- Qu’y a-t-il?

- Je pense savoir comment trouver le gardien de la clef, déclara la draeneï, tu te souviens quand nous sommes allées enquêter dans le Quartier des Nains ?

- Oui et alors ? demanda l’humaine qui ne voyait pas où son amie voulait en venir.

Noem’Aeda se leva et commença à détacher les brides de leurs montures qui étaient accrochées à un poteau. Asnath se releva, intriguée par l’enthousiasme de sa compagne de voyage qui, depuis la mort de son frère, avait perdu son habituelle bonne humeur. Lorsque celle-ci monta en selle et lui lança les rennes de son cheval, la prêtresse commença vraiment à se demander si son amie allait bien.

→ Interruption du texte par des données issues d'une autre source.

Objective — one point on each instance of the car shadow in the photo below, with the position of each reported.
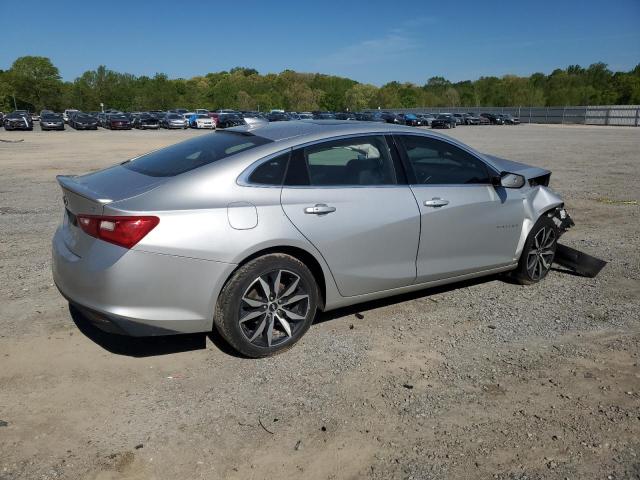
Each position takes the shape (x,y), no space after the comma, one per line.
(405,297)
(167,344)
(137,346)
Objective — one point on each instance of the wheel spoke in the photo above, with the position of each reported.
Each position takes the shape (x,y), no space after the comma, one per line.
(259,330)
(270,331)
(293,316)
(285,325)
(265,287)
(278,299)
(292,288)
(550,239)
(294,299)
(536,238)
(532,268)
(276,283)
(544,262)
(252,315)
(253,302)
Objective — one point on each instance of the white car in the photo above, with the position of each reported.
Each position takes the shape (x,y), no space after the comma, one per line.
(67,112)
(201,121)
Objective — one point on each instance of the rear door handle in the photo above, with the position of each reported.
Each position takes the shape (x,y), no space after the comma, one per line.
(436,202)
(319,209)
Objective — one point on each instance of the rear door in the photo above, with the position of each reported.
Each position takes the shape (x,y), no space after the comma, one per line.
(467,224)
(344,196)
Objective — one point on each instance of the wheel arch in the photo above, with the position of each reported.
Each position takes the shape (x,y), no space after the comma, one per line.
(299,253)
(538,201)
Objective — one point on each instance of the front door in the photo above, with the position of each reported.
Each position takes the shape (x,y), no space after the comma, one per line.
(467,224)
(344,197)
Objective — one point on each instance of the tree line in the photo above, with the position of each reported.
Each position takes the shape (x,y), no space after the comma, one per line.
(34,83)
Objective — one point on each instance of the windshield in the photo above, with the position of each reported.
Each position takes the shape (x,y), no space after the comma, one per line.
(192,154)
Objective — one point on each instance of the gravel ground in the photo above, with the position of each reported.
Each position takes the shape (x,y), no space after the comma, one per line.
(484,379)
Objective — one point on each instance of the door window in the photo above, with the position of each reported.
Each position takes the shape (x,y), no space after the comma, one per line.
(436,162)
(358,161)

- Allez, en route Asnath ! insista la mage, il est hors de question que nous rations le Tram des Profondeurs.

La jeune humaine resta un instant interdite, son regard allant des rennes de sa monture qui se trouvaient dans sa main à la draeneï qui trépignait d’impatience.

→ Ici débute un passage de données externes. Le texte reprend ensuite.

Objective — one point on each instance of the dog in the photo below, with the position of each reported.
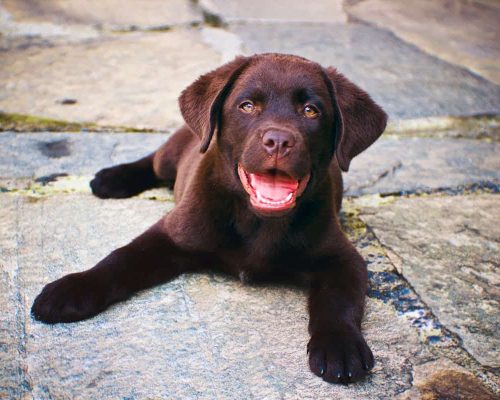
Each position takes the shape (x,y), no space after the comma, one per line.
(256,174)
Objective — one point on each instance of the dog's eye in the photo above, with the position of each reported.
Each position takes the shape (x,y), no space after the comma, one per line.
(310,111)
(247,107)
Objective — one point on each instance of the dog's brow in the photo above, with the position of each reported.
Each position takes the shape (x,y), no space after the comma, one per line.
(255,94)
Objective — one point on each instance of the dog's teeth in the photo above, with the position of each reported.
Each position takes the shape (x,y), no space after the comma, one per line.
(264,200)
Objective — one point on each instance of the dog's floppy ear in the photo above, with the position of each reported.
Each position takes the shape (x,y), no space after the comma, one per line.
(202,101)
(359,121)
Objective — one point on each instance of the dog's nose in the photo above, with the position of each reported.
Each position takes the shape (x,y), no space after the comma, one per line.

- Tu n’es pas en train de me dire que…

- Si, déclara triomphalement Noem’Aeda, on utilise le Tram pour se rendre à Forgefer et là-bas, on demande aux gnomes où se trouve le gardien de la Clef. Tu en penses quoi ?

Asnath ne répondit rien, se mit en selle et fit avancer sa monture au travers des ruelles pour rejoindre le canal.

- Noem’Aeda, je pense que ton projet est condamné avant même d’avoir vu le jour. Les gnomes sont tout sauf stupides, jamais ils ne révèleront à deux étrangères où se trouve la relique. Mais bon, faute de mieux, on peut toujours essayer et comme Omundron m’avait dit qu’ils partiraient au Nord, ce sera toujours aller dans la même direction qu’un des trois objets que nous recherchons. Alors va pour Forgefer.

Le duo se fraya un chemin dans la nombreuse foule qui encombrait les rues et finit par atteindre l’entrée du Tram des Profondeurs, une des réalisations gnomiques les plus abouties. Un gigantesque train traversant les montagnes pour relier la capitale humaine d’Hurlevent et la grande cité naine de Forgefer.

Nombreux étaient ceux qui désiraient, comme elles, faire le voyage. Il leur fallut donc patienter avant qu’on ne prenne l’elekk et le cheval pour les faire monter dans un wagon spécial. Pendant ce temps, leurs propriétaires avaient pris place dans une voiture libre dans laquelle une gnome monta au dernier moment.

Lorsque cette dernière vit l’humaine et la draeneï, elle leur adressa un geste de salutation auquel les deux amies répondirent.

- Vous devriez-vous accrocher les filles, dit-elle d’une voix fluette, ce serait dommage de vous perdre en route.

- Le Tram va si vite que ça ?

- Pour rejoindre en deux heures une ville qui se trouve à quatre jours de cheval, il vaut mieux qu’il aille vite. Le trajet entre les deux capitales est presque cinquante fois plus rapide en passant par ici. Vous risquez d’être décoiffées.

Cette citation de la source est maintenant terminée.